Para provar sua tese de que o PT é o partido mais corrupto da história do Brasil, o enunciador de Veja mistura dados concretos com sua opinião para fechar a história que pretende contar. Em 17 de maio, a revista publica a matéria “A guerra nos porões”, sobre o controvertido banqueiro Daniel Dantas, que, segundo o semanário, “tem uma lista com contas em paraísos fiscais que seriam do presidente Lula e do resto da cúpula do PT”. Daniel Dantas sempre esteve envolvido em casos de corrupção. Seu nome começou a ganhar destaque na época das privatizações do governo Fernando Henrique, quando o banco Oportunity levou parte do sistema de telefonia de maneira controversa. Mas Veja jamais lembra da ligação de Daniel Dantas com os tucanos. O banqueiro parece ter sido uma criação do PT, que Veja continua lembrando ser “organização criminosa que se instalou no governo” e do “estrago causado por ela ao país”.

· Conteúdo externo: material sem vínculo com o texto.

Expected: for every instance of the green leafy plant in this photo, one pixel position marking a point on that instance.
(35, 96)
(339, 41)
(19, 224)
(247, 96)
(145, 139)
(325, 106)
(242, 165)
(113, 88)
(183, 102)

Segundo o enunciador, para defender-se das pressões que garante ter sofrido do PT nos últimos três anos e meio, Dantas acumulou toda “sorte de informações que pôde coletar sobre seus algozes. A mais explosiva é uma relação de cardeais petistas que manteriam dinheiro escondido em paraísos fiscais”. Entre eles estão o presidente Lula, os ex-ministros José Dirceu (Casa Civil), Antonio Palocci (Fazenda), Luiz Gushiken (Secom), o então titular da Justiça, Márcio Thomaz Bastos, o diretor da Polícia Federal, Paulo Lacerda, e o senador Romeu Tuma (PFL-SP). A matéria parece bombástica, mas, assim como várias outras, o enunciador admite que não tem provas.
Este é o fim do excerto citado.